State's blanket primary doomed

The U.S. Supreme Court Monday upheld a federal court decision that declared Washington’s blanket primary unconstitutional.  The U.S. Supreme Court denied Washington’s petition for “writ of certiorari,” killing the state’s nearly 70-year-old blanket primary.   
The constitutionality of Washington’s blanket primary was most recently challenged in Washington State Democratic Party, et al., v. Sam Reed.
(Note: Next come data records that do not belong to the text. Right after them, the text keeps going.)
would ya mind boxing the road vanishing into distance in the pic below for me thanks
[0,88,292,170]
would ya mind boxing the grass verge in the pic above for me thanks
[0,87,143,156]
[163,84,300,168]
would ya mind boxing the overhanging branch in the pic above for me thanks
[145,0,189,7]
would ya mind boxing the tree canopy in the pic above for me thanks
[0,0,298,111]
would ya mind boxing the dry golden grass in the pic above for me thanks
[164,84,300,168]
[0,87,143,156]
The lawsuit, filed in the summer of 2000 by the state’s major political parties, followed a U.S. Supreme Court decision that ruled California’s blanket primary unconstitutional.
The Supreme Court decision announced Monday leaves Washington with no constitutional primary system in place to move candidates onto the November ballot.
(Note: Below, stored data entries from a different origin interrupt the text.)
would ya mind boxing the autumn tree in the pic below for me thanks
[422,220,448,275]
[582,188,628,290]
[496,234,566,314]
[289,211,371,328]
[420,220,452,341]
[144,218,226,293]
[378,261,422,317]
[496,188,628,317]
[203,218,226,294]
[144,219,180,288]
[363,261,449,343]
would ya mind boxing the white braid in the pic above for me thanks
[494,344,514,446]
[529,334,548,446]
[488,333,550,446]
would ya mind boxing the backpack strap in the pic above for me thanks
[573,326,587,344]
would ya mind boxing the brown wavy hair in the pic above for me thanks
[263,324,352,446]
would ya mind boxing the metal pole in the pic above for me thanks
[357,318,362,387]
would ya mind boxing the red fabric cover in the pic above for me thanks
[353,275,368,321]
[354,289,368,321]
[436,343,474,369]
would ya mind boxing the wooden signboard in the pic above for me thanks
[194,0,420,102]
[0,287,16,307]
“I was disappointed to learn that the Supreme Court declined to grant our petition for review,” said Gov. Gary Locke. “This was not unexpected, as the Supreme Court takes only a fraction of the many petitions that come before it. In declining to hear the case, the court did not rule on the merits of our arguments.
However, it means that the Ninth Circuit opinion is the law of the land. We must now accept the ruling of the court, and take steps to enact a new primary election system that complies with both the letter and the spirit of the Ninth Circuit’s ruling. I am committed to working with legislative leaders and others to implement such a system.”